Ist
Austerität kontraproduktiv? Brad DeLong
und Larry Summers argumentieren
in einer inzwischen viel zitierten Forschungsarbeit
(„Fiscal Policy in a Depressed Economy“)
vom März 2012, dass die negativen Auswirkungen von Haushaltskonsolidierung auf
das Wirtschaftswachstum in der aktuellen wirtschaftlichen Situation so gross
sein dürfte, dass die Auswirkungen auf die Schuldenquote (debt-GDP-ratio) pervers werde, was dazu führt, dass die Schulden im
Verhältnis zur Wirtschaftsleistung steigen, statt zu fallen.

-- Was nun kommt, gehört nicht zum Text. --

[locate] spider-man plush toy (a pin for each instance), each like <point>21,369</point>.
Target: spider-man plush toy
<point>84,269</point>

Nun hat der IWF in einem vor ein paar Wochen vorgelegten Wirtschaftsbericht (Global Prospects and Policies) im
„Chapter 1“ herausgestrichen, dass der „Fiskalmultiplikator“
in wichtigen Industrieländern während der Grossen Rezession grösser ist als
bisher eingeschätzt.
Vor diesem Hintergrund unternehmen Dawn Holland und Jonathan
Portes anhand des National
Institute Global Econometric Model (NIGEM) den Versuch, die mengenmässigen
Auswirkungen der koordinierten Haushaltskonsolidierung in der gesamten EU zu
modellieren, indem sie auch die aktuelle Konjunktur in Erwägung ziehen. Das
Ergebnis präsentieren die Autoren in einem lesenswerten Essay („Self-defeating austerity?“) in voxeu.
Die
wichtigste Schlussfolgerung:
Während in
„normalen Zeiten“ führt die Haushaltskonsolidierung zu einem Rückgang der
Verschuldung im Verhältnis zum BIP (debt-to-GDP
ratio). Unter den gegenwärtigen Umständen ist die Haushaltskonsolidierung
hingegen in der Tat für die EU insgesamt „kontraproduktiv“ (self-defeating). Die
Haushaltskonsolidierung führt nicht zu einem Rückgang, sondern zu einem Anstieg
der Schuldenquote in der EU als Ganzes. Das gilt auch für Grossbritannien.
Eine
koordinierte Austerität in der Depression ist m.a.W. in der Tat unsinnig.
Die
Implikation ist, dass die gegenwärtige Strategie der einzelnen Mitgliedstaaten
und der EU als Ganzes, grundfalsch ist. Die Austerität macht alles nur noch
schlimmer.
Die Autoren
heben hervor, dass der Multiplikator in „normalen Zeiten“ weniger als eins
betrage, und für viele offene Volkswirtschaften sogar deutlich weniger als
eins. Doch im Angesichts der gegenwärtig depressiven Wirtschaft und der Zinsen,
die auf der Null-Grenze liegen, gibt es mehrere Gründe, zu erwarten, dass die
negativen Auswirkungen auf das Wirtschaftswachstum viel grösser sind als in
„normalen Zeiten“.
(1) Unter
normalen Umständen kann eine restriktive Fiskalpolitik von einer expansiven
Geldpolitik begleitet werden. Der lockere geldpolitische Kurs führt dazu, dass
die langfristigen Zinsen sinken, was die Investitionen ankurbelt und die
kontraktive Fiskalpolitik zum Teil ausgleicht. Aber im Angesicht der
ungewöhnlich niedrigen Zinsen und einer weiteren Verschärfung der Fiskalpolitik
ist es unwahrscheinlich, dass es zu einem solchen Ausgleich kommt. Die
Auswirkungen durch mengenmässige Lockerung der Geldpolitik bleiben aufgrund der
sehr niedrigen Verzinsung der sicheren Vermögenswerten (risk-free assets) limitiert.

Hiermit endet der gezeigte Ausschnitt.